[EM] The Sainte-Lague index and proportionality

Wed Jul 18 06:05:55 PDT 2012

On 07/15/2012 11:47 AM, Michael Ossipoff wrote:
>>> If unbias in each allocation is all-important, then can anything else be
>>> as good as trial-and-error minimization of the measured correlation
>>> between q and s/q, for each allocation?
>>
>>
>> You answered this below. If you know the distribution, then you can directly
>> find out what kind of rounding rule would be best and you'd use that one.
>
> Yes, but that's a big "if".  But if you, by trial and error, in each
> allocation, minimize the measured correlation between q and s/q, then
> you're achieving unbias, and you needn't know or assume anything about
> that distribution.
>
> Besides, Pearson correlation is well-known, and WW is new. And
> minimizing correlation is obvious and easily explained.  Of course
> you're losing the minimization of the deviation of  states' s/q from
> its ideal equal value.
>
> On the other hand, if an one exponential function, over the entire
> range of states, is a good approximation, then we have a constant p.
> And that p that is just very slightly less than .5 wouldn't be so hard
> to get acceptance for, if it's explained that it gets rid of Webster's
> tiny bias of about 1/3 of one percent.   ...to better attain more true
> unbias.
>
> So either approach would be proposable, if that one overall
> exponential is a good approximation. But Warren himself admitted that,
> at the low-population end, it isn't accurate, because the states, at
> some point, stop getting smaller. But Warren said that his single
> exponential function worked pretty well in his tests.

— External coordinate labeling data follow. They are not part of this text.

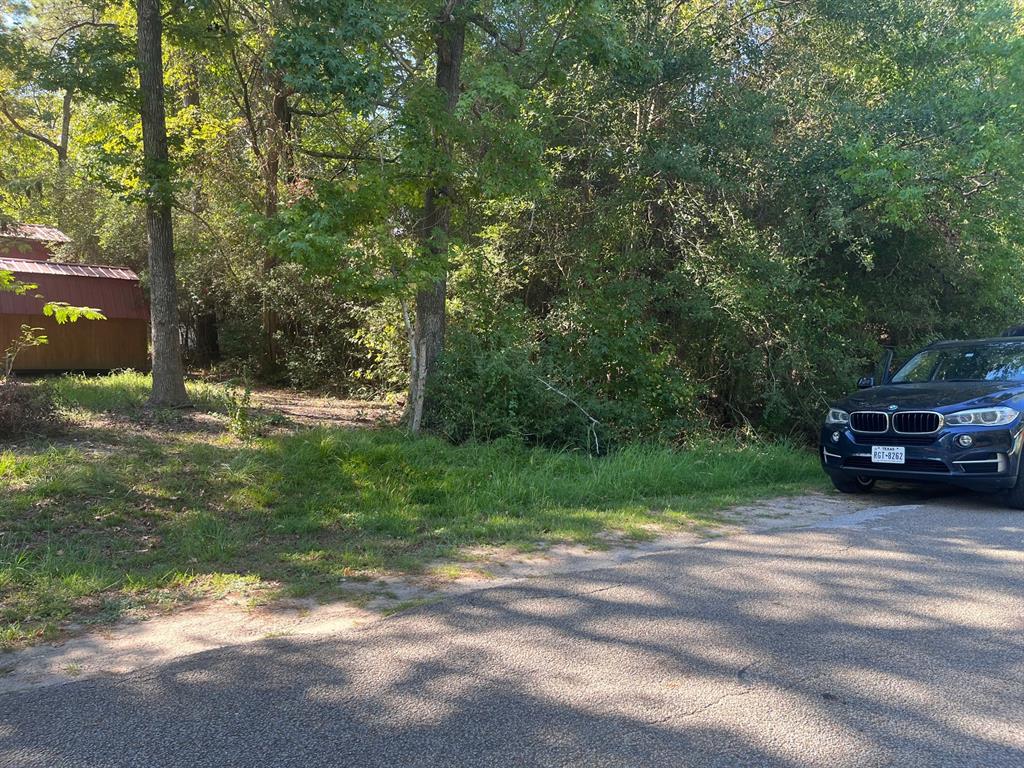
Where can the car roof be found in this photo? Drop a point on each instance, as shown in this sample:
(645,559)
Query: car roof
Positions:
(976,342)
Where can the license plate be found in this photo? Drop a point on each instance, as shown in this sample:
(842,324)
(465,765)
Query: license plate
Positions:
(888,455)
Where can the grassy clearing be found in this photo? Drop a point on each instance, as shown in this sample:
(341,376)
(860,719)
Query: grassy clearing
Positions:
(124,391)
(111,518)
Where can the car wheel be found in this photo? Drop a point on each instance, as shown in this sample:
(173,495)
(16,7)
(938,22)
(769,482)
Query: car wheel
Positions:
(1015,497)
(852,484)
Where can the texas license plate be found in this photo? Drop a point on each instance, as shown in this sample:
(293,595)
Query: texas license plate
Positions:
(888,455)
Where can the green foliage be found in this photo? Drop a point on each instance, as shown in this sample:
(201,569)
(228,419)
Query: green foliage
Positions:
(124,392)
(679,216)
(64,312)
(150,516)
(26,410)
(29,337)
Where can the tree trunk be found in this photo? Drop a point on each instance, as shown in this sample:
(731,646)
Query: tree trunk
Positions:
(168,374)
(428,337)
(276,154)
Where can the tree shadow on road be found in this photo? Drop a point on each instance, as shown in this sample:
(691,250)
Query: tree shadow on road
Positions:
(900,644)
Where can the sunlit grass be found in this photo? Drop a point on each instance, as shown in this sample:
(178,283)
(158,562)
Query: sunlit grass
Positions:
(124,391)
(91,527)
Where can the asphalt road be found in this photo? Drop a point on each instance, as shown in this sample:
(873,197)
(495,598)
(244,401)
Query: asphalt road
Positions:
(893,637)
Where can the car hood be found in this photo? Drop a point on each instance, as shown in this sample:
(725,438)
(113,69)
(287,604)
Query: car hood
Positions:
(938,394)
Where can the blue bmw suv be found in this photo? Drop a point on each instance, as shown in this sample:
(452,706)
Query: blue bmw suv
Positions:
(951,414)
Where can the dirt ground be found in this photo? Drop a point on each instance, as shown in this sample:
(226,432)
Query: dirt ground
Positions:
(145,642)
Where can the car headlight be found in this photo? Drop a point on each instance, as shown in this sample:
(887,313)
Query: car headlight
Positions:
(986,417)
(836,416)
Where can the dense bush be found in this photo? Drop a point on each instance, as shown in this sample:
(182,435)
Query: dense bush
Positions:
(493,386)
(26,410)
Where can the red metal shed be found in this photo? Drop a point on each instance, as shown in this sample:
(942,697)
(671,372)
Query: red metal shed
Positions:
(119,341)
(30,242)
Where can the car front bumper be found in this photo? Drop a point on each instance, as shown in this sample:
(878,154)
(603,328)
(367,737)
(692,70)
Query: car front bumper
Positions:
(989,464)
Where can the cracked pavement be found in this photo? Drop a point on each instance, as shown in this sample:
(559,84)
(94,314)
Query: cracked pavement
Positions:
(892,636)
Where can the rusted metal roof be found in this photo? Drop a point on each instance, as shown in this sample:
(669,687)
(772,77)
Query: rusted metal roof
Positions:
(34,231)
(51,267)
(115,291)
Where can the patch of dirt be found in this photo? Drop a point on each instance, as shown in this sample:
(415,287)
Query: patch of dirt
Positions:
(132,645)
(327,411)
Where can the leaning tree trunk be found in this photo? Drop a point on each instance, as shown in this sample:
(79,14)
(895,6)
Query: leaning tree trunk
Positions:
(168,374)
(428,335)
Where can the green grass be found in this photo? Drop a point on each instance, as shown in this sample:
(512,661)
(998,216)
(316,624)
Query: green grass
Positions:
(110,518)
(124,391)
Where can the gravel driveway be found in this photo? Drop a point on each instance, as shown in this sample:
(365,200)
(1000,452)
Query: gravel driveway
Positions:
(893,636)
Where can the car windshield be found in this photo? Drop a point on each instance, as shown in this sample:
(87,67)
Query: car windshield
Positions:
(994,361)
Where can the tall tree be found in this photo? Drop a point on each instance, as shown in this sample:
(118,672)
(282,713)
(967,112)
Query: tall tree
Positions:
(435,222)
(168,374)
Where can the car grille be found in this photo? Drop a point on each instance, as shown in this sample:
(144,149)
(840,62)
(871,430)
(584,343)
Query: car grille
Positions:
(908,439)
(916,422)
(868,421)
(911,465)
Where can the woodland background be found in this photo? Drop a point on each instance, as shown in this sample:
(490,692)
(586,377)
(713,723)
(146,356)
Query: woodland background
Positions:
(648,219)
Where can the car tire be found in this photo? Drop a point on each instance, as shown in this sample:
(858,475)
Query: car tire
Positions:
(1015,496)
(855,484)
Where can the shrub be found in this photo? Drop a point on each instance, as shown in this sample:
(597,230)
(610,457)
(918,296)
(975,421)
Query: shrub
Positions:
(26,410)
(489,387)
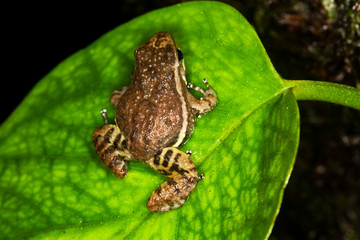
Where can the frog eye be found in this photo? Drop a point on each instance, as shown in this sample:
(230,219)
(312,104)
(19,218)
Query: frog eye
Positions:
(180,56)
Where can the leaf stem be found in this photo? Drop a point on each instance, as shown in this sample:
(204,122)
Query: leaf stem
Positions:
(325,91)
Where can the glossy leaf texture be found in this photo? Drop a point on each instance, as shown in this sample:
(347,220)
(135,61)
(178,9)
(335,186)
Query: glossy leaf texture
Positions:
(53,185)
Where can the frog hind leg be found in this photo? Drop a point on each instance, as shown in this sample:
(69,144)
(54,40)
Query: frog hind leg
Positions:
(207,102)
(117,94)
(173,193)
(111,148)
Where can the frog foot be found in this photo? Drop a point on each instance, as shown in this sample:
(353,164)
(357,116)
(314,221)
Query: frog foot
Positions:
(173,193)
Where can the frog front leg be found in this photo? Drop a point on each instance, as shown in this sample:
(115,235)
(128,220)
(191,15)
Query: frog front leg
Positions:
(111,148)
(173,193)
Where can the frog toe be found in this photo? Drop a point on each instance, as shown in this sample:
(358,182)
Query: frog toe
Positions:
(172,194)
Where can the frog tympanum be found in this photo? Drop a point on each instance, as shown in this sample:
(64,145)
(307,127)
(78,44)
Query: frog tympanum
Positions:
(155,115)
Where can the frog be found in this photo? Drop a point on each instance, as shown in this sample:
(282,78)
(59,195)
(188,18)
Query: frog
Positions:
(155,115)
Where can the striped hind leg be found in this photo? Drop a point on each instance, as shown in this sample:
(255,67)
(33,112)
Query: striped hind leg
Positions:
(111,148)
(173,193)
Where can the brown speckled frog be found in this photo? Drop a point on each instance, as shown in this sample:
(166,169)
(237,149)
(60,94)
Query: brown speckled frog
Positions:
(155,115)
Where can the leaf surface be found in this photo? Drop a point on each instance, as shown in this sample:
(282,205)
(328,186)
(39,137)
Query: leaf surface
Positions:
(53,185)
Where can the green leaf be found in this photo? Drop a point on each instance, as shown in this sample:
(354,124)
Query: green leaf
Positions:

Gibrat's law ( https://en.wikipedia.org/wiki/Gibrat%27s_law ) suggests a 
log-normal distribution, and indeed the tail of such a distribution is 
exponential.

After reading about it, I did some tests with US state populations (of 
latest census), and a kernel density estimate of the logarithms of the 
populations show a distribution that looks a lot like a sum of 
Gaussians. So log-normal is a reasonable first approximation. To get a 
better approximation, use the exponential of a fitted sum of Gaussians, 
which would be log-normals multiplied -- I think.

I haven't tested on past populations, so perhaps my sample size is 
insufficient. Still, if it is not, that would explain why Warren's 
exponential function worked well -- and presumably, a log-normal fit 
would work better yet.